In the dock, Lal would likely claim Zionism encompasses anyone who supports a Jewish state and not exclusively Jews, but, again, the overwhelming number of Jews who support self-determination, means his rhetoric cannot but contribute to our dehumanisation. As an aside it is curious how the term Zionist, while we’re told is distinct from Jewish, has been loaded up with all the long-established racist traits of the Jewish character: dishonesty, greed, bloodlust, the secret puppeteering of governments. And yet with Zionism being a political project, it must be open to criticism. All this is to say that, despite the corrosive power of Lal’s disinformation, no judge would find Lal guilty. Nor should they.

Musk also marked out “decolonization” as a term that could potentially lose you an account, which strikes one as ironic considering Zionism itself is a decolonisation project.

As understood by the anti-modernist Left, the term is a call to violence, but post Oct 7th this reactionary movement, and its influence in the academy, is now under the spotlight. To silence those who use it will make its intellectual dismantlement that much harder. And, like the term identity politics (and unlike ‘river to the sea’) there is both a reactionary and a progressive interpretation. Who will survive the ban, and who won’t?

Since announcing the potential bans, many who use the terms have reacted predictably, seeking rather to amplify their messaging. Massey University’s Mohan Dutta, who is – quite incredibly – a board member of a group seeking to reintroduce abandoned hate speech laws (despite publicly proclaiming solidarity with the butchers of Oct 7th), reacted by doubling down on anti-Jewish rhetoric. This may’ve been done expressly to draw X’s attention to get banned and thereafter claim martyr status a ploy frequently used by the Hard-Right. Who knows? Dutta is in possession of a head that I try not to inhabit for too long.

After being a free speech advocate for so long, Musk has fallen into the same traps the anti-modernist Left tumble into and clearly misunderstands speech in exactly the same way as they do.

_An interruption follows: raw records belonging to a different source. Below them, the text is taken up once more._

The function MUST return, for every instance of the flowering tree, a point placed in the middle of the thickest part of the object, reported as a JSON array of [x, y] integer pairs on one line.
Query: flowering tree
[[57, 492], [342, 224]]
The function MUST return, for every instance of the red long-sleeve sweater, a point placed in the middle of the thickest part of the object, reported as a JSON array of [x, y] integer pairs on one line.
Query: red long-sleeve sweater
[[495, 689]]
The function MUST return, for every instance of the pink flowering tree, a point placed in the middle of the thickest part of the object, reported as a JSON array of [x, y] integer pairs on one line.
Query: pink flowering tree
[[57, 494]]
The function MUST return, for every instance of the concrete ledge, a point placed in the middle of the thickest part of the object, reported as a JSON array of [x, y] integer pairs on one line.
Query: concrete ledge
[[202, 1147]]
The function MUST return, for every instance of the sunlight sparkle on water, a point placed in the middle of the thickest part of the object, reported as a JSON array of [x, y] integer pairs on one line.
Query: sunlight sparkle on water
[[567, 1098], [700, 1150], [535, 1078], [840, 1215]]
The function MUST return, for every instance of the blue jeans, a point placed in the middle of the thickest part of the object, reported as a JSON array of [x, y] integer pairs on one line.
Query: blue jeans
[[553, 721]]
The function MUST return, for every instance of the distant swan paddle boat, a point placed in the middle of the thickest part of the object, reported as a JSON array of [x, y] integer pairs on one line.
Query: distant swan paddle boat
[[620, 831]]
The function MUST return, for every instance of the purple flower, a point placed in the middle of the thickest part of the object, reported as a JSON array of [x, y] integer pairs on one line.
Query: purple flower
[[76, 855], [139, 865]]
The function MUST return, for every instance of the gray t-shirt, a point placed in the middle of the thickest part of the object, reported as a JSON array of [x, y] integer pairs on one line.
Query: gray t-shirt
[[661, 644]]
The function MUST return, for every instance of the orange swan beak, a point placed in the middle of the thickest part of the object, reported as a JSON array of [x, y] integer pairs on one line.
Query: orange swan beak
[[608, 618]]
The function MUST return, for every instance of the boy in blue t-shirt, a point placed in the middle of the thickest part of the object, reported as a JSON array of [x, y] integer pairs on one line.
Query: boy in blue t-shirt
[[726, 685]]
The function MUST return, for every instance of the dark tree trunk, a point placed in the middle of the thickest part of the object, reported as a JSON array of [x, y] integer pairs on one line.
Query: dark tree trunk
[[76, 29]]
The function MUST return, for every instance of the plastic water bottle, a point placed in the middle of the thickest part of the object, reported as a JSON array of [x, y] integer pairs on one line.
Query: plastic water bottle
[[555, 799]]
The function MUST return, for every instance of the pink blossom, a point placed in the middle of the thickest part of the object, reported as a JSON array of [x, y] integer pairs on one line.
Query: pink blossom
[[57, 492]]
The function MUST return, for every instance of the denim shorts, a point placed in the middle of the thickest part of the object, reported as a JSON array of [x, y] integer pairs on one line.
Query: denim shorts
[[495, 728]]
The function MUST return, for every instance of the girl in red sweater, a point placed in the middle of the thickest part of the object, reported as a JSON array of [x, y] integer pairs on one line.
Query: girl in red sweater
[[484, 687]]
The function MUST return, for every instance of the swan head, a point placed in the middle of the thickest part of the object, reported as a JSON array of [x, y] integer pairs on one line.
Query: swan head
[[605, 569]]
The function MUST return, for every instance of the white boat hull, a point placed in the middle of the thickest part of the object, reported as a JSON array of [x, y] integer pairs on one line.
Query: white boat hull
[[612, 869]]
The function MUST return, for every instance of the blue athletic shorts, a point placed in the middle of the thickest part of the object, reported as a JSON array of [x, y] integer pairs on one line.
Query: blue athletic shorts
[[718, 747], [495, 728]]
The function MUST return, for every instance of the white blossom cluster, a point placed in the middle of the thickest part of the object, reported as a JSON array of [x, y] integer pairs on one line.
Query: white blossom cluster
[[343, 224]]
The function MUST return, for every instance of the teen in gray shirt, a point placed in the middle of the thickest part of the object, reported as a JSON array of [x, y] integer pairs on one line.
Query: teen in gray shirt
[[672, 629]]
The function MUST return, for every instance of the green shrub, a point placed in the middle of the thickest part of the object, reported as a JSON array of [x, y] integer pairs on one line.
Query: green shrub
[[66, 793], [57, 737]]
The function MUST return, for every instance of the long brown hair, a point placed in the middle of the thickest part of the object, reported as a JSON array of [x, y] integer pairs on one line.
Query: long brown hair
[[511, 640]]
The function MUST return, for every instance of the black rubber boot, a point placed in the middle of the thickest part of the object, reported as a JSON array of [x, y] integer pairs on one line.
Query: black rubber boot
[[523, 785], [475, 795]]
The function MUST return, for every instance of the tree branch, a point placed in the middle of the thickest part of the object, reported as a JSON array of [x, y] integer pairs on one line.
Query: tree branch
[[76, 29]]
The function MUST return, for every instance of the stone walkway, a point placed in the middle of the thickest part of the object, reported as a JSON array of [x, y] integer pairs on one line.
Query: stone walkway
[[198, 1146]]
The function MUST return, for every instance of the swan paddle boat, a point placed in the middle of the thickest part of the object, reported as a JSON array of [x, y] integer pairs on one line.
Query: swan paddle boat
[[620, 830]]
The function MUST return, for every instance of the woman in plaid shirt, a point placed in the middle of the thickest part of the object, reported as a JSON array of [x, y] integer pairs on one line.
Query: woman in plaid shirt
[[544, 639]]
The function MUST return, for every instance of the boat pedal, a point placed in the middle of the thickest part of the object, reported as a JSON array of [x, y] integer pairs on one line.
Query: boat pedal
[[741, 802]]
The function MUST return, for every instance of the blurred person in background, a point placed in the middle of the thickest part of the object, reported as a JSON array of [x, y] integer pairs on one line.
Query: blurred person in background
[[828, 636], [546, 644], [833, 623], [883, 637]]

The truth is, we all live with harmful rhetoric every day – the type that is slow and corrosive and would prove impervious to any hate speech law or private censorship – and that goes for most if not all groups. But thankfully, being in liberal societies means we also have access to deradicalizing speech. We survive and thrive because the latter normally outweighs the former, though the anti-modernist Left’s de-facto speech laws have compromised the scales somewhat, which is why we’re seeing acute divisions.